Braunschweig. Bis heute sind zirka 160 Altlasten aus ehemaligen Industrieanlagen und knapp 30 Fälle aus aktuellen Betrieben und Unfällen bekannt. Von den insgesamt 190 Fällen sind 110 Standorte bereits saniert oder die Sanierungsarbeiten laufen gerade, unter anderem mit modernster Technik in Braunschweigs Innenhöfen.


Umweltgefährdende Stoffe seien lange in großem Umfang verwendet worden, weil man sich der Gefahren nicht bewusst gewesen sei, erklärte Stadtrat Heinz-Georg Leuer in einem Innenhof zwischen Breiter Straße und Gördelinger Straße. Hier laufe die Sanierung bereits seit vier Jahren und ein Drittel der Schadstoffe, was rund 3,2 Tonnen Lösemittel entspräche, seien bereits abgetragen, so Leuer weiter.

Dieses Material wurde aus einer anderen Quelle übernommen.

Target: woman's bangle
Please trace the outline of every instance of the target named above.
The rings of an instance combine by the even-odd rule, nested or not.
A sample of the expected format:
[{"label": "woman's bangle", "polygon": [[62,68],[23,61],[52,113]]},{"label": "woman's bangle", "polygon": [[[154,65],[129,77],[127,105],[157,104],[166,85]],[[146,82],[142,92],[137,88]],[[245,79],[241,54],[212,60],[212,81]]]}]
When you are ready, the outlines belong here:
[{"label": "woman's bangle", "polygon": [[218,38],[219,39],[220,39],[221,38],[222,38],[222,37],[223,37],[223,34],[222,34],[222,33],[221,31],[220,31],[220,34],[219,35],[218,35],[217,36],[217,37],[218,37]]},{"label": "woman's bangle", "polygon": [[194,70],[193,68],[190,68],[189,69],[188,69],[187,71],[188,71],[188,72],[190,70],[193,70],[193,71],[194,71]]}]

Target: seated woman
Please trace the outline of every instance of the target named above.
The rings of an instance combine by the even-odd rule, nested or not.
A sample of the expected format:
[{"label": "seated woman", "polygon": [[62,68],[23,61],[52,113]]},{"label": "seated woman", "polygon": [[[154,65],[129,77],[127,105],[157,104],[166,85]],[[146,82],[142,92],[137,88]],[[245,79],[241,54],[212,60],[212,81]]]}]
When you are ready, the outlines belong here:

Dabei seien die die oberen drei bis vier Meter des Bodens bereits zu einem großen Teil gereinigt. Die Grundwasserreinigung selbst stehe erst am Anfang und werde noch über viele Jahre weiter betrieben.

In diesem Fall ist der Boden durch Chlorkohlenwasserstoffen (CKW) verunreinigt. Diese seien fachlich die bedeutendste Schadstoffgruppe, erklärt Andreas Romey von der Abteilung Umweltschutz. Das liege an der Dauerhaftigkeit, der Mobilität und an der Gefährlichkeit der CKW für den Menschen. CKW-Belastungen breiten sich mit dem Grundwasserstrom aus, bilden also ausgeprägte „Schadstofffahnen“ und wandern nahe der Eintragsbereiche auch in Gebäude, so Romey weiter.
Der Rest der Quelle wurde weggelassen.